NÃO QUERO MAIS CASAR
21 de Junho de 2004
Homens que não querem mais se casar, que
se recusam a assumir compromissos, ou a se envolverem de forma a
enterrar seus desejos no primeiro sorriso aberto que cruzar o seu
destino. Se deixar levar por uma onda passageira. Não se conformam
que seus sonhos possam se desmantelar por um inevitável fatalismo
inerente à luxúria das paixões. Não aceitam o descaso com o seu
percurso. Não suportam, em nome da arrogância que bem esconde o
temor diante de imprevistos. Como o de não ser amado, admirado e
considerado. Necessitando fazer uso de truques para retê-la em suas
malhas. Criar histórias para se autoconvencer. Cercar-se de todas as
garantias para se assegurar de que ela não escapará. Para que
esquentar a cabeça se, no final das contas, as mulheres não têm o
menor escrúpulo em atravessar seu samba na maior das evoluções? Ou
interromper o orgasmo onírico no auge de sua exibição?
Melhor se acoitar na doce irresponsabilidade. Cercar-se de
homens em bares e botequins, sem cair na arapuca da homofobia. Para
comentar sobre as distintas senhoras e senhoritas que desfolharam a
margarida e subiram no palco, se colocaram em vitrines e puseram seu
bloco nas ruas. Em bandos. A escolher, ao invés de serem sorteadas.
A intimidar, ao desistirem de passar por boas moças. Eventuais
falhas ou despreparo serão saneados no âmbito de muvucas, à
meia-luz, no som que sufoca palavras nem tão sinceras, e no frigir
de ovos.
Contudo, os homens sempre querem mais. Não se
contentam com pouco. Aqui vieram para conquistar. Nem que tenham que
se livrar de estratégias e doutrinas que os acompanham desde os
primórdios. O tempo urge, embora não reconheçam que se trata de uma
questão de sobrevivência. Basta retocar o seu corriqueiro status.
Alguém tem que ceder. Se é que algum dia eles cederam. Se
invocada a memória, preferiram se omitir. Odeiam dar satisfações.
Explicar o quê, quando se embrenham em outras paragens? O seu teto
baixou depois de experimentarem anos de convivência - que hoje em
dia se transformaram em breves encontros - sob o tacão de mulheres
que os obrigaram a respirar o dia-a-dia sem descanso. Agora querem
se libertar de tarefas, encargos, providências, da escala de
horários, do revezamento de papéis que confundem o seu eu, de
interferir na conduta moral da sociedade conjugal a que pertencem.
Mesmo porque não têm mais ingerência no seu futuro, suprimiram-lhe a
última palavra.
Melhor pedir demissão e atarraxar a máscara do cinismo.
Fingir-se de pai, procurar ter um relacionamento de alto nível com a
ex e manipular as caras novas.

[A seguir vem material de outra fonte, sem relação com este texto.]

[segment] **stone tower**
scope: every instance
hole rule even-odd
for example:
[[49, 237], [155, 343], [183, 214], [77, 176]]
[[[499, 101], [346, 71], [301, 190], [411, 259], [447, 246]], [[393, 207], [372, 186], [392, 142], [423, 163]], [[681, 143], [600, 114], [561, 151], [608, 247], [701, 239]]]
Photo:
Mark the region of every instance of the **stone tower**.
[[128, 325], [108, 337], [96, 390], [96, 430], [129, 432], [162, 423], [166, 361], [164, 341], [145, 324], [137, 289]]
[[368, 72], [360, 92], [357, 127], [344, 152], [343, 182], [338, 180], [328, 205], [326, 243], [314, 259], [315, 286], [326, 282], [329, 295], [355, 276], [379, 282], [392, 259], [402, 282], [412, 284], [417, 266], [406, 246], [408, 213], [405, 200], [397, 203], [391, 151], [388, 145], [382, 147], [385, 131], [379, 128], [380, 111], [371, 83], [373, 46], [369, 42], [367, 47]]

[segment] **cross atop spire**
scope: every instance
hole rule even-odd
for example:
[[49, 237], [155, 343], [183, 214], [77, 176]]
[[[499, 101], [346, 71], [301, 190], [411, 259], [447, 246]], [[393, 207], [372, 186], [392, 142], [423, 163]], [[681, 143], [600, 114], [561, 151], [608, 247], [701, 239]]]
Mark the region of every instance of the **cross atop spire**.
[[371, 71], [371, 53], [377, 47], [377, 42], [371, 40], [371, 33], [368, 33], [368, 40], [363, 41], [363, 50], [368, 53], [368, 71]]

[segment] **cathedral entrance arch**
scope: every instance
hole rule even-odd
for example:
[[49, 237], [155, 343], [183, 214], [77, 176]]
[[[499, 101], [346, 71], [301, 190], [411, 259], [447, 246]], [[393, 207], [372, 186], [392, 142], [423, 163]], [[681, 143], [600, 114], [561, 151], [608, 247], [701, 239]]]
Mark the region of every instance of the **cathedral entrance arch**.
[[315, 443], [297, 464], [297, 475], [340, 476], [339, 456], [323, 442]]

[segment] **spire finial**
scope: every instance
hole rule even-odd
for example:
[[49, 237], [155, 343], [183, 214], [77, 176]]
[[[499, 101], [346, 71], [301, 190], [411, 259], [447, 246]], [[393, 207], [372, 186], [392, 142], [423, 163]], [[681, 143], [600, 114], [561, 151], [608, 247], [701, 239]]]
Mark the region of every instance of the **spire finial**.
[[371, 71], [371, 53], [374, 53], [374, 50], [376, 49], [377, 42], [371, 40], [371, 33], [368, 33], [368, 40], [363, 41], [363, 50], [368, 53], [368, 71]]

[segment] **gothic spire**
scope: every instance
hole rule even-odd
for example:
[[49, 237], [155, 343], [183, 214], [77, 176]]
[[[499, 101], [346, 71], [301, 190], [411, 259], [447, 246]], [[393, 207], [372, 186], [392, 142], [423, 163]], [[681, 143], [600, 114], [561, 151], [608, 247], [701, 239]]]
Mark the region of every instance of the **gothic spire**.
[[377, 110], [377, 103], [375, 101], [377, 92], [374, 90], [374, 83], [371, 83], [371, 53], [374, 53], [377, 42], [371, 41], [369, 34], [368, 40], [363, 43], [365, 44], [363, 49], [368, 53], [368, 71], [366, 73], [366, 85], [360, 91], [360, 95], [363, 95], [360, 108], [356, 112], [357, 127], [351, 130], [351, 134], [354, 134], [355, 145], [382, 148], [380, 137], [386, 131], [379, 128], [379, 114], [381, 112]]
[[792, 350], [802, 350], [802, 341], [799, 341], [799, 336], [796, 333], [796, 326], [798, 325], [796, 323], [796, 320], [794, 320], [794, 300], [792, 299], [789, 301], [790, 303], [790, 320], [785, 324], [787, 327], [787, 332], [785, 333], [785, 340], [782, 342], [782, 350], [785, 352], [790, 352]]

Sabendo se desvencilhar das que se
fazem de difícil e oferecem em troca um outro quebra-cabeça para
brincar. E se enredar. Cuidado, o amor pode pôr tudo a perder. Fazer
uso da liberdade é uma arte e requer profissionalismo.
Não se submeter a apelos para um juízo fundado na convivência
estreita, o padrão normal da sociedade, e correr o risco de viver à
margem, uma estranha criatura difícil de ser rotulada. Solitário,
dizem, embora se aperceba em seus olhos o bruxulear do desejo. Pouco
adianta, se levantam suspeitas sobre quem marcha desacompanhado.
Paira uma exigência para que escolha, sem mais delongas, a sua
eleita. A indefinição não cai bem, lançam sobre os seus ombros a
pecha de imaturo, complicado, excêntrico, arredio. Seu destino na
eterna procura intranqüiliza quem o observa, o contágio ameaça.
Ele pode não estar realizado nem feliz, mas de maneira alguma
quer voltar atrás ou reproduzir seu passado, ainda que não se
arrependa. O futuro é o presente perfeito em que constrói no
infinito o mais-que-perfeito do indicativo com particípio no
passado, se é que restou algum gerúndio. Livre do condicional, se
sente como um pássaro, a voar com as asas da liberdade. Que abre as
portas pra todos nós. Cantarola na música a alma feminina. Como
ninguém. Ele na poesia e ela na platéia. Um casamento perfeito.